Biological extensions for manylatents adding population genetics, single-cell omics, and foundation model encoders for DNA, RNA, and protein sequences.


Installation

Install the base package:

uv add manylatents-omics

Enable domain-specific extras depending on your use case:

# Population genetics (manifold-genetics CSV pipeline)
uv add "manylatents-omics[popgen]"

# Single-cell omics (AnnData / scanpy)
uv add "manylatents-omics[singlecell]"

# Foundation model encoders (ESM3, Orthrus, Evo2 -- requires GPU)
uv add "manylatents-omics[dogma]"

For foundation model encoders on CUDA, use wheelnext uv to get prebuilt GPU wheels:

curl -LsSf https://astral.sh/uv/install.sh | INSTALLER_DOWNLOAD_URL=https://wheelnext.astral.sh sh
uv sync --extra dogma --index-strategy unsafe-best-match

Quick Start

Omics configs are auto-discovered when the package is installed:

# Single-cell: UMAP on PBMC 3k
python -m manylatents.main data=pbmc_3k algorithms/latent=umap

# Population genetics: HGDP dataset
python -m manylatents.main data=hgdp algorithms/latent=phate

# Foundation model encoding: ClinVar DNA
python -m manylatents.main experiment=clinvar/encode_dna

Note

Omics configs are auto-discovered when manylatents-omics is installed.
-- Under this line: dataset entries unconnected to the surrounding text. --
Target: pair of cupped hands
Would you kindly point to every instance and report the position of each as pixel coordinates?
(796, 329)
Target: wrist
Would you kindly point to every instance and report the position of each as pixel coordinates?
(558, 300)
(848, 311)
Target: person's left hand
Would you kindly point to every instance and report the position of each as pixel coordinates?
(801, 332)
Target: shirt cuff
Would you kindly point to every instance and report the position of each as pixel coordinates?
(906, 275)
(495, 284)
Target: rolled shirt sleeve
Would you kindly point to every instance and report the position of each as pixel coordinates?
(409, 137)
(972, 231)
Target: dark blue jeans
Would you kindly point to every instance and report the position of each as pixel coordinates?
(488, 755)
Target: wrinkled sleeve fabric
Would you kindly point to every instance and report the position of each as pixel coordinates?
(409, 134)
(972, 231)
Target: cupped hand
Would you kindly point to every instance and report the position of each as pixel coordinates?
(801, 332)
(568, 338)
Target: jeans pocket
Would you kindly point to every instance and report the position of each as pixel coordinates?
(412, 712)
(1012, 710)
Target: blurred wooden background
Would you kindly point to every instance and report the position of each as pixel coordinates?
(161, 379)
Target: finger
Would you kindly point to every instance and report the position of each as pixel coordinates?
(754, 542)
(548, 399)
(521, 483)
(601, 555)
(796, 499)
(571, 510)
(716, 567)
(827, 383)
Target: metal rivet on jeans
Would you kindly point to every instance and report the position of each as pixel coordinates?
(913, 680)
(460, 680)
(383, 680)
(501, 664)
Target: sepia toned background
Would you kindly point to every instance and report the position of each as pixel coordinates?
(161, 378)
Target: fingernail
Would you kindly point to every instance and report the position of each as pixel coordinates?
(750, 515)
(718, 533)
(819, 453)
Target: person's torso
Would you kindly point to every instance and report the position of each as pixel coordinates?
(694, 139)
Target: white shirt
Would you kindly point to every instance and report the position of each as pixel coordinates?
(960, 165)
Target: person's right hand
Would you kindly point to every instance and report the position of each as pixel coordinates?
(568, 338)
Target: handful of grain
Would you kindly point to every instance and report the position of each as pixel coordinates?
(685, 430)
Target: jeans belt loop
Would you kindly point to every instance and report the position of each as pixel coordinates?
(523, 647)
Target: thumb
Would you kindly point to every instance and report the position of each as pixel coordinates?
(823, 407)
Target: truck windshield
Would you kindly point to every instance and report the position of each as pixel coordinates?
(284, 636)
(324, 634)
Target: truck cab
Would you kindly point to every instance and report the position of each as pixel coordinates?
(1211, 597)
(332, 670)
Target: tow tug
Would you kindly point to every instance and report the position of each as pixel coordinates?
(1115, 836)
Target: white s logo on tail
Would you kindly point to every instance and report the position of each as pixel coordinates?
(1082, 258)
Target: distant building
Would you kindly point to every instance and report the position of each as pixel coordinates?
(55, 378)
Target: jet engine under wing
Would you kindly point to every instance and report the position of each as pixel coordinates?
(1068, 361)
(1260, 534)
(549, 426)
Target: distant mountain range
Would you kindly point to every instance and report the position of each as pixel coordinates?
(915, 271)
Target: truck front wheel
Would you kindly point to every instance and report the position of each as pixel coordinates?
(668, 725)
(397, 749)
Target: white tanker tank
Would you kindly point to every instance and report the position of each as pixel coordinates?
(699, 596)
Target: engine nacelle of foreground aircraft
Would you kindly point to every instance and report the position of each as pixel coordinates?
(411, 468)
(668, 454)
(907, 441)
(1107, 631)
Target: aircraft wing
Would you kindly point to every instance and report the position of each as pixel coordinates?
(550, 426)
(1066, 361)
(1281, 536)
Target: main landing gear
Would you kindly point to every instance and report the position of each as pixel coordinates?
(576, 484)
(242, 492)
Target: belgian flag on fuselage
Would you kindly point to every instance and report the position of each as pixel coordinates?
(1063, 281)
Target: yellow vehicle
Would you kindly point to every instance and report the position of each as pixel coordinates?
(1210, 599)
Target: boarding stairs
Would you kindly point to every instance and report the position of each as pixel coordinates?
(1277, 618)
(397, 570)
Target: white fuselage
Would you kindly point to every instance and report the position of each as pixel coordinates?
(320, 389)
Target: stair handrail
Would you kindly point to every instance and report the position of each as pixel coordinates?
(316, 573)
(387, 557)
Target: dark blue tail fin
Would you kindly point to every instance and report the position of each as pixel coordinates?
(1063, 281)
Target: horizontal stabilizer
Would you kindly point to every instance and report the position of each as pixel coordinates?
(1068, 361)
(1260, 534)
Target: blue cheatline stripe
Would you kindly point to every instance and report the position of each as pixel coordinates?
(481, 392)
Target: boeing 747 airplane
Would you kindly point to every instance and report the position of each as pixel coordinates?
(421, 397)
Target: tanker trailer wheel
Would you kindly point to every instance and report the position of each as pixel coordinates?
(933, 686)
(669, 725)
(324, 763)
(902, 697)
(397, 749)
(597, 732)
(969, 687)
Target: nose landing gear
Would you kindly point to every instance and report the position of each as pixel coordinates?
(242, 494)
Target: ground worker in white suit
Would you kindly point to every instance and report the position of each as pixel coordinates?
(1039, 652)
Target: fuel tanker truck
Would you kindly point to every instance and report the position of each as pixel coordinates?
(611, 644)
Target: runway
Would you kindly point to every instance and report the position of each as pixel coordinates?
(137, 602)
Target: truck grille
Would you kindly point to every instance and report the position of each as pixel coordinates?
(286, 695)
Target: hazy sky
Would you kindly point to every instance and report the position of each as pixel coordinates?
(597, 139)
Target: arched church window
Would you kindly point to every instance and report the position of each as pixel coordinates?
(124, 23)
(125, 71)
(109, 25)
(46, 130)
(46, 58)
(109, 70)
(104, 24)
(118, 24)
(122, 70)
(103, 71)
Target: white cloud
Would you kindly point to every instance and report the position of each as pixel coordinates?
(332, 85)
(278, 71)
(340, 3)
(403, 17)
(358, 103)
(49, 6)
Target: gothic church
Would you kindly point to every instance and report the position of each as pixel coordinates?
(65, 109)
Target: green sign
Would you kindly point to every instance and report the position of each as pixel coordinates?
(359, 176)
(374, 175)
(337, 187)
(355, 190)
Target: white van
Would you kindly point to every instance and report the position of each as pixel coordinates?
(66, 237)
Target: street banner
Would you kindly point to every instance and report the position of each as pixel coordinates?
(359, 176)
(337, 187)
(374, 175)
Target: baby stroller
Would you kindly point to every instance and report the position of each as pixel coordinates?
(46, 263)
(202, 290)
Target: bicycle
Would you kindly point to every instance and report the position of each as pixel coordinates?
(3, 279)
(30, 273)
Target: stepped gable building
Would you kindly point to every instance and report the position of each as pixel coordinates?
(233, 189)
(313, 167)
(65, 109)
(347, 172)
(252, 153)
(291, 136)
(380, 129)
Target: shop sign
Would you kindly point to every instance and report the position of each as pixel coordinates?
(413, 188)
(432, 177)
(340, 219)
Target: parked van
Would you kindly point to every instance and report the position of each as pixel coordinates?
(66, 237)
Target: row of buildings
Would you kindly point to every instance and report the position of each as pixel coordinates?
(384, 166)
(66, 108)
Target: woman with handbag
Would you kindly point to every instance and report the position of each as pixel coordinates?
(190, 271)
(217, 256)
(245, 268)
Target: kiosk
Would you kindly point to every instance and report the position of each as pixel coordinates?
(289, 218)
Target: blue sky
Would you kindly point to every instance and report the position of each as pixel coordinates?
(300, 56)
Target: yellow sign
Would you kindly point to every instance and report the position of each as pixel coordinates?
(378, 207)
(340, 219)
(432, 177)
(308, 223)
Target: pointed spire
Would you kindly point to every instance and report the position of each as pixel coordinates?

Just use python -m manylatents.main — omics data configs (data=pbmc_3k, data=hgdp, etc.) will be available automatically.


Modules

manylatents-omics is organized into three domain modules:

Module Domain Data Format Extra
PopGen Population genetics manifold-genetics CSVs [popgen]
Single-Cell Single-cell omics AnnData .h5ad [singlecell]
Dogma DNA / RNA / Protein FASTA sequences [dogma]

PopGen provides the ManifoldGeneticsDataModule for loading PCA, admixture, and geographic data from the manifold-genetics pipeline, along with domain-specific metrics like geographic and admixture preservation.

Single-Cell provides AnnDataModule for loading scRNA-seq, scATAC-seq, and CITE-seq datasets stored in the AnnData .h5ad format. Ships with PBMC 3k, 10k, 68k, and Embryoid Body configs.

Dogma provides pretrained foundation model encoders (ESM3, Evo2, Orthrus, AlphaGenome) that transform biological sequences into dense embeddings, plus the ClinVar pipeline for multi-modal geometric analysis.


Parent Project

manylatents-omics extends the core manylatents library for dimensionality reduction and geometric analysis. Refer to the parent documentation for details on algorithms, metrics, and the experiment framework.